You'll probably get more replies in a busier part of the forum. @SusieRainbow could this be moved?


----------



## Freyja

Remember ex racers are used to being in kennels for the majority of the day and in big paddocks for exercise. The only time they may have been on leads has possibly been to go in to the vans to and from the race track and parading in the ring before the races and then they are with other greyhounds even in rescues the chances are they have been taken for walks with other dogs. Remember also they don't wear harnesses on the track they wear collars and leads some dogs just don't like a harness I have a Chinese crested who happily walks on a collar but put a harness on her digs her claws in and refuses to walk.

Things like houses pavements cars are all alien to them they need to take time to get used to their new surroundings my racing greyhound passed away 2 years ago but when we first got her she came straight to us from the track she was collected from the track straight after finishing her last race she walked fine to the car but after that she was unsure of everything but she would go for a walk as I had a show bred greyhound and she went for walks with him.

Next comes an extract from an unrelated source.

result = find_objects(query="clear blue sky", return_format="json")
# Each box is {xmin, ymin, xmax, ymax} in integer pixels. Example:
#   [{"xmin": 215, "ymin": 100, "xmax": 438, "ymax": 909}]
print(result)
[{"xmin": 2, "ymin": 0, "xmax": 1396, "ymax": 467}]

Please give them plenty of time let them see that going for a walk is fun and they will always go home do you know anyone else with a greyhound who would possibly go outdoor a walk with you and their dog. They do recognise other greyhounds but some can be unsure of other breeds as when in kennels the only other dogs they will see are greyhounds. See if there is a local greyhound or lurcher rescue that may do meet ups or would allow you to take your greyhound out walking with some of their dogs.

The main thing is give them time and don't worry about it if you get worried or concerned it will pass down the lead them them don't look at them and expect them to stop just keep walking briskly with plenty of rewards when they do walk if they stop don't give them treats as that is rewarding them for behaviour you don't want give the treats when they do walk again.


----------



## Kirsty Broens

Hi Freyja

Thank you very much for your reply. As we live rurally, we hardly ever see any dogs (and humans, which quite frankly I am very happy about!), but surprisingly did come across an elderly gent with 2 elderly greyhounds ... we met them when we'd only had Angus for a couple of weeks and it was lovely to see how gentle and quiet they were when greeting each other. 

I always praise Angus and talk to him whilst walking, and when he does his business. I know I need to let go of the feeling he is controlling me. He is a dog of course, but different from other breeds due to his background I know, and as you have said. And they are as a breed a lot more sensitive. I think because I know he seems to like walking at certain times, it does feel as if he is controlling me, how we walk whenever we go out. I always take him outside the property to do his business, and this is 6 x a day. The midday outting is usually the time I try and go for a decent walk with him. He surprises me sometimes, when it is almost effortless to walk with him.


----------